Al centro del documento, quel “lottare per il lavoro”, che ha indicato papa Francesco nella sua visita in autunno in Sardegna: “Signore Gesù – disse il Santo Padre -, a te non mancò il lavoro, dacci lavoro e insegnaci a lottare per il lavoro e benedici tutti noi!”. Secondo i vescovi, la Veglia che ieri si è celebrata in tante diocesi, come quella di Pescara-Penne, e parrocchie assume, oggi, un significato particolare. Si fa invocazione, ma anche impegno. Per tutti: «Nessuno, oggi, in questo momento, può tirarsi indietro – ammonisce il messaggio della Conferenza episcopale italiana -. Nessuno può scaricare la croce sulle spalle dell’altro, ma come Cirenei della speranza, chiediamo a tutti, come vescovi della pastorale sociale, una particolare empatia, davanti ai tantissimi drammi sociali».
Empatia, si legge nel messaggio, è il condividere, lo star vicino, nella capacità di aiutarci reciprocamente, per dimenticare un po’ l’egoismo e sentire nel cuore il ‘Noi’, “come popolo che vuole andare avanti”, come scrive sempre Papa Francesco dandoci il tono, il coraggio, la forza in questa delicata situazione storica che viviamo: «Senza lavoro – si legge ancora nella nota dei vescovi italiani, per il primo maggio – nessun giovane e nessun padre di famiglia ha dignità né sicurezza. Senza il lavoro, non c’è umanesimo. È un costruire sulla sabbia la nostra civiltà: perché non rispetta la persona. Vittime come siamo di un’economia che ci vuole rubare la speranza, per i sistemi ingiusti che crea, perché spesso il denaro governa invece di servire! È una sudditanza agli idoli – avvertono i vescovi, ricordando che rifiutando satana e abbracciando invece Cristo, ci siamo impegnati a dire di no alla nuova idolatria del denaro che esclude e non include».
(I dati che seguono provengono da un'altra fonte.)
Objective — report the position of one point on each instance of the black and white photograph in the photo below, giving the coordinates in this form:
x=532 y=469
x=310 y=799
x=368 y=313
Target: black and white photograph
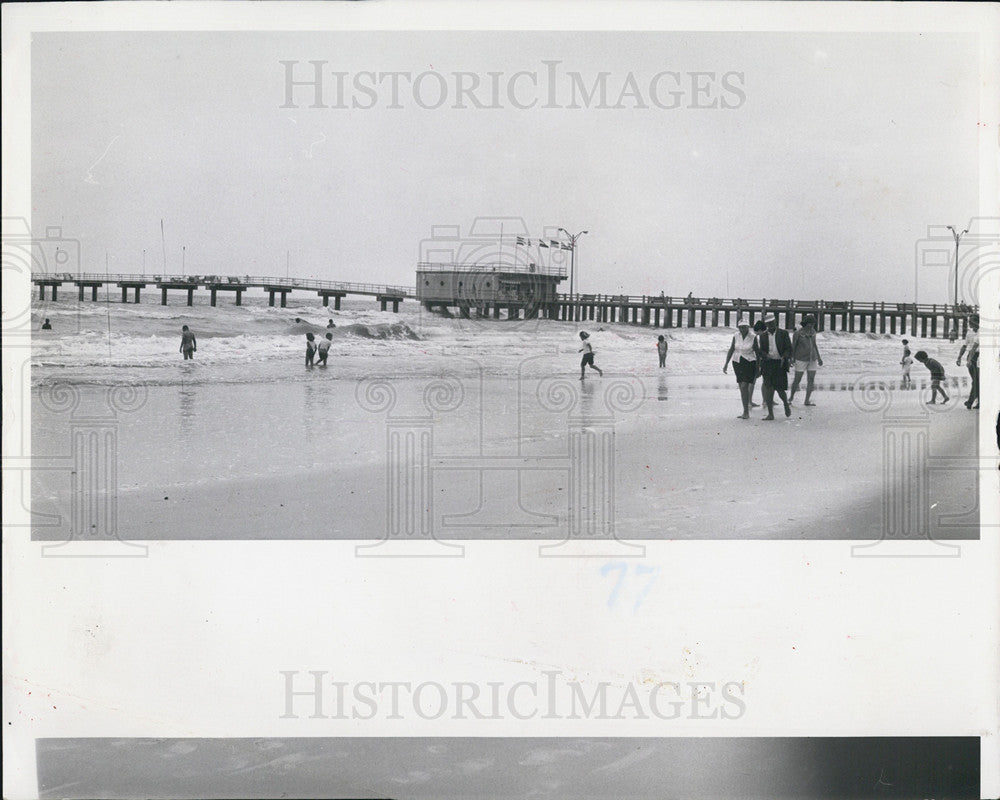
x=548 y=400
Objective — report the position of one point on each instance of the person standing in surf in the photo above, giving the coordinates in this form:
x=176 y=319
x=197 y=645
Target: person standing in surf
x=189 y=344
x=324 y=349
x=937 y=376
x=806 y=356
x=774 y=348
x=588 y=355
x=310 y=349
x=971 y=344
x=745 y=363
x=906 y=363
x=661 y=350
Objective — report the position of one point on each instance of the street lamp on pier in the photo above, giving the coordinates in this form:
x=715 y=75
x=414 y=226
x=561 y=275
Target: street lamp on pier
x=958 y=237
x=572 y=256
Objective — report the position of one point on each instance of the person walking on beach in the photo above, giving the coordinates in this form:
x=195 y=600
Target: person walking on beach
x=937 y=376
x=971 y=344
x=744 y=363
x=588 y=355
x=310 y=348
x=806 y=355
x=324 y=349
x=189 y=344
x=774 y=348
x=906 y=362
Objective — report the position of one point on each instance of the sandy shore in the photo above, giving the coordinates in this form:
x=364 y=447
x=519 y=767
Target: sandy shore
x=206 y=461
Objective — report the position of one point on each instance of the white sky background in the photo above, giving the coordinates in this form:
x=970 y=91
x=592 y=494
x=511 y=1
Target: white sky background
x=819 y=186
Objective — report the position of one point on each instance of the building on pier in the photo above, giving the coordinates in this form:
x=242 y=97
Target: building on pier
x=479 y=285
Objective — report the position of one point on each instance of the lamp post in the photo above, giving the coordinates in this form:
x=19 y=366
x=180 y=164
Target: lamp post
x=958 y=237
x=572 y=256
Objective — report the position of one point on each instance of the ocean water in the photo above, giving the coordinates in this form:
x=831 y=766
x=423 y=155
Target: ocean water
x=246 y=442
x=108 y=342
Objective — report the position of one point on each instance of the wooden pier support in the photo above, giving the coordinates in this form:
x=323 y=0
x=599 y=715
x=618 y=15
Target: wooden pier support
x=384 y=301
x=55 y=289
x=337 y=296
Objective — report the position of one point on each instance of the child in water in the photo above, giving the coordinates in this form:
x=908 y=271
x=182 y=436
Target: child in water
x=588 y=355
x=324 y=349
x=310 y=348
x=906 y=363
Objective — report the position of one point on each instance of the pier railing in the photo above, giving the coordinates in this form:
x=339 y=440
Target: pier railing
x=521 y=269
x=208 y=281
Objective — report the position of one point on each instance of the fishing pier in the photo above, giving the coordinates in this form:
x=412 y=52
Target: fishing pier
x=519 y=293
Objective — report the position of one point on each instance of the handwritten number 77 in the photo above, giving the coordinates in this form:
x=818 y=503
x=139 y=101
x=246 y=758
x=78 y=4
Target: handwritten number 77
x=622 y=569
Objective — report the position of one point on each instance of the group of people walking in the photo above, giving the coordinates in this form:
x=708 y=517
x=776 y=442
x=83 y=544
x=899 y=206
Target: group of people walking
x=769 y=352
x=761 y=351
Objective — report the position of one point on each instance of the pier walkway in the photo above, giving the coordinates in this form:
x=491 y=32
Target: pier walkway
x=275 y=287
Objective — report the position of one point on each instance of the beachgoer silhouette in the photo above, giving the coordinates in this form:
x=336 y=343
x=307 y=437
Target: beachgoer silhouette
x=774 y=348
x=971 y=344
x=588 y=355
x=806 y=355
x=744 y=343
x=189 y=344
x=937 y=376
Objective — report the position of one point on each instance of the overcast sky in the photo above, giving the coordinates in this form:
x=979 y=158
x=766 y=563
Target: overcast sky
x=835 y=153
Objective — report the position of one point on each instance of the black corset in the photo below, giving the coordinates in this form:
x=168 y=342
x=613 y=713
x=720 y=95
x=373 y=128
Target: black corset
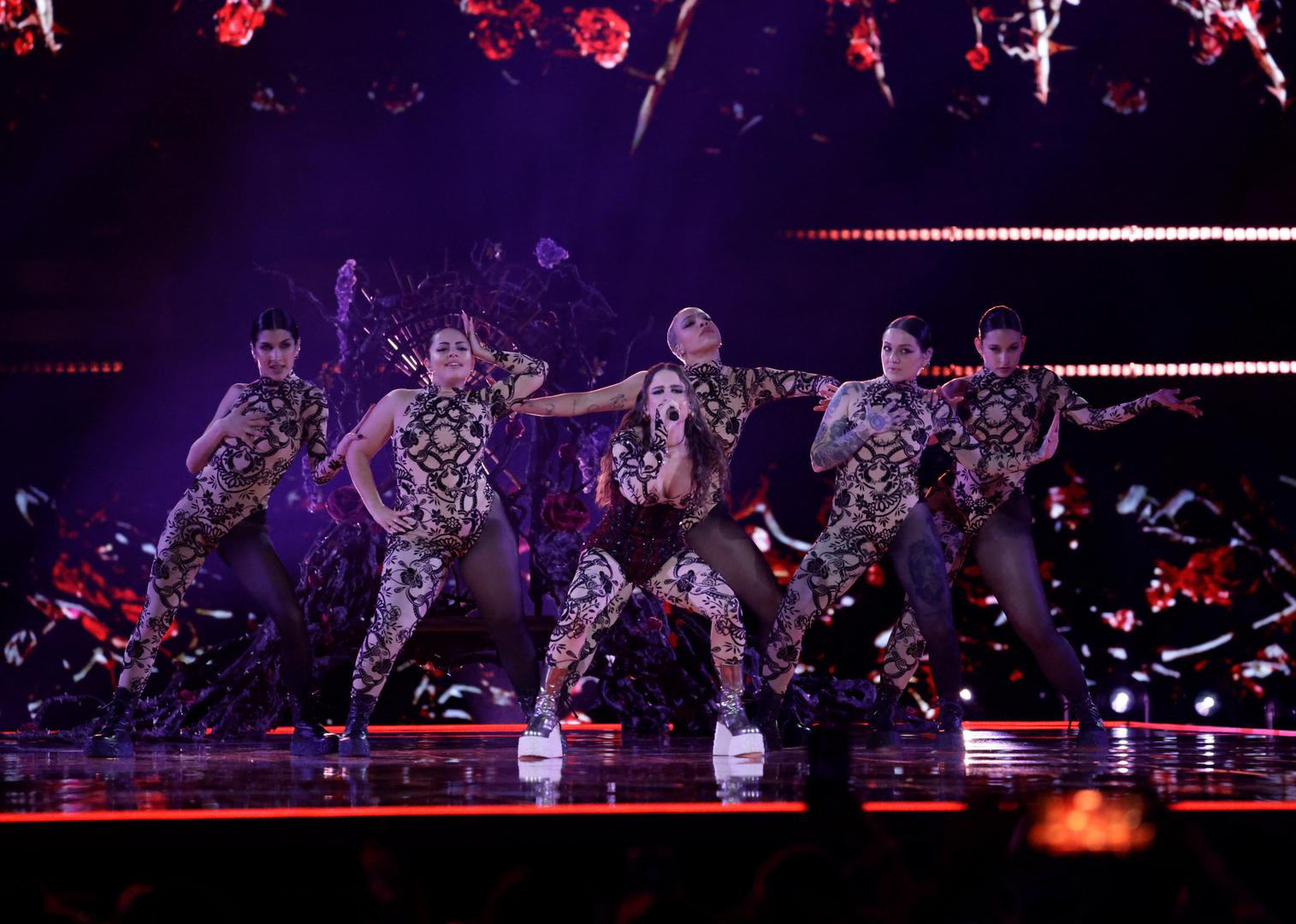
x=642 y=538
Ma in tutto questo, viene in aiuto la riflessione acutissima della Evangelii gaudium, quando descrivendo l’attuale situazione di aperta ingiustizia, diffusiva, va ben oltre le tradizionali analisi di natura marxista: «Non si tratta più semplicemente del fenomeno dello sfruttamento e dell’oppressione, ma di qualcosa di nuovo – spiega infatti Papa Francesco -: con l’esclusione resta colpita, nella sua stessa radice, l’appartenenza alla società in cui si vive, dal momento che in essa non si sta nei bassifondi, nella periferia o senza potere, bensì si sta fuori. Gli esclusi non sono sfruttati, ma rifiutati, avanzi!».
Formazione, coraggio e solidarietà reciproca. Sono queste, per la Cei, le tre parole d’ordine per costruire un lavoro libero, creativo, partecipativo e solidale, percorrendo strade di solidarietà, che non portino allo scarto ma all’incontro solidale con i giovani e i fragili. Il metodo è quello di Gesù, che vede i pescatori affannati, intenti a lavare le reti, delusi nel cuore per una notte perduta e un lavoro inutile: «Come per tanti ragazzi – osservano il messaggio sul lavoro della Conferenza episcopale italiana – delle nostre parrocchie e dei nostri paesi. Reti vuote. Come le giornate perdute nella ricerca sfibrante e deludente di un’occupazione. Il metodo di Gesù è acuto, penetrante, coinvolgente: non indica strade comode, risolutive, né, tanto meno, scorciatoie clientelari o sbrigative. Ma si siede sulla barca e dalla barca insegna alle folle.
È un vero Maestro. Un autentico educatore. Promuove, non si sostituisce. Punta sulla qualità, sull’innovazione, sulla formazione. Su un apprendistato che introduca realmente nel mondo del lavoro, con dignità. E soprattutto con qualità! Perché la crisi attuale non è povertà di mezzi ma carenza di fini – come ci ricorda don Lorenzo Milani, con il suo diuturno impegno nella scuola di Barbiana -. Una scuola esigente, esemplare, durissima, perché animata da un cuore che ama: “I care!”. Per questo poteva chiedere tanto, tutto ai suoi ragazzi».